Perhaps it is true that Torah is not in heaven. But Torah is also not in our hands to wield however we wish, to determine the fate of others.

In a different teaching in the Gemara, also in Eruvin, the verse is read another way:

רָבָא אָמַר: ״לֹא בַשָּׁמַיִם הִיא״ — לֹא תִּמָּצֵא בְּמִי שֶׁמַּגְבִּיהַּ דַּעְתּוֹ עָלֶיהָ כַּשָּׁמַיִם, וְלֹא תִּמָּצֵא בְּמִי שֶׁמַּרְחִיב דַּעְתּוֹ עָלֶיהָ כַּיָּם.

Rava said: “It is not in heaven” means that Torah is not to be found in someone who elevates his mind over it like the heavens, nor in someone who expands his mind over it like the sea (Eruvin 55a).

In other words: Lo bashamayim hi calls us to humility. Torah does not belong to those who think they are above it, nor to those who think they have mastered it completely.

What the rabbis who “won” the argument lacked in the story was humility. And the absence of humility led to the tragedy of Rabbi Gamliel’s death.

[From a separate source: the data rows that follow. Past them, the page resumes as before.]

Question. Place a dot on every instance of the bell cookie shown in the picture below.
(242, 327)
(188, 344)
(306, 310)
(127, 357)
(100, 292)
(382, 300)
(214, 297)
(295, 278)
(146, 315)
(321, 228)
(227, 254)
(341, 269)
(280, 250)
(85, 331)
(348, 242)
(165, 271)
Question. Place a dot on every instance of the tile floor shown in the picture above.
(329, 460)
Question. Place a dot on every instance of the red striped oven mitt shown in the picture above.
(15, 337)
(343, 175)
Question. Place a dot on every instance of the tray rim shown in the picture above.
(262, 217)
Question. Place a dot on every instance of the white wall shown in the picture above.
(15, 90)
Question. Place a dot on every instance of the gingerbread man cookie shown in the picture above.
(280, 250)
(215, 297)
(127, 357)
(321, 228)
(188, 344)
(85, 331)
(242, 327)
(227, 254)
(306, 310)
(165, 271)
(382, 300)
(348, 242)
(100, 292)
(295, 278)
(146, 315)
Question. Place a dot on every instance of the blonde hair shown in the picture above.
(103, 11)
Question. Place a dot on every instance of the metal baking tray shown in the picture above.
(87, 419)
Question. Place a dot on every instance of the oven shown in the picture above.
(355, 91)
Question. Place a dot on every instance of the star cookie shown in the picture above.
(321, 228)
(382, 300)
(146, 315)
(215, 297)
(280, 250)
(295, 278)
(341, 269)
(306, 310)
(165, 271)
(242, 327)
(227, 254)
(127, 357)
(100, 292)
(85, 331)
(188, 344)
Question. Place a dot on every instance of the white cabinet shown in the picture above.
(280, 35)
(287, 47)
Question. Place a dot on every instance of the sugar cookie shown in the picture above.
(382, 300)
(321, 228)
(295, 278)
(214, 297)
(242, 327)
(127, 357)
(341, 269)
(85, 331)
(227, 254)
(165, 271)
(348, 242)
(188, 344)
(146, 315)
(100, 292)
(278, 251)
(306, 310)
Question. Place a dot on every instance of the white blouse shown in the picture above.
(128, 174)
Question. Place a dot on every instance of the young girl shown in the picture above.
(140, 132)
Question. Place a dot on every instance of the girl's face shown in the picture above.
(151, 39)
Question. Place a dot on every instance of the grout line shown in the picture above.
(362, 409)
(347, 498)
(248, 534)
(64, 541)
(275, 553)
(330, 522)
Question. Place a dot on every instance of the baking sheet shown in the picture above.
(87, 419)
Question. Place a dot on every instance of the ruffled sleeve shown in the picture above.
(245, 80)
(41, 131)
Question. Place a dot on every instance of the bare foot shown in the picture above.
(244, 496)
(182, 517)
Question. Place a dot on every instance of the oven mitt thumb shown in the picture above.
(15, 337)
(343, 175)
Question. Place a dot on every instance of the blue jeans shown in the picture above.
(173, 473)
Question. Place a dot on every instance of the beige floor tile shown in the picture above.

As we arrive at this last Shabbat of the year, with new possibilities before us, in a time when disputes and disagreements have become a source of so much pain, may we learn new ways to engage one another – with humility, with compassion, with the hope of creating communities and societies that truly see each other with kindness and respect.

May this Shabbat bring moments of stillness, clarity, and connection.
May we reach for one another gently, lovingly.
May all who are in pain or danger find safety and comfort.

May authoritarianism not rule in our lands.
May the remaining hostages in Gaza come home.
May no one, anywhere, lack food or water – the most basic essentials of life.
May people in our country not live in fear of being taken away.
May those working for peace be granted strength and courage.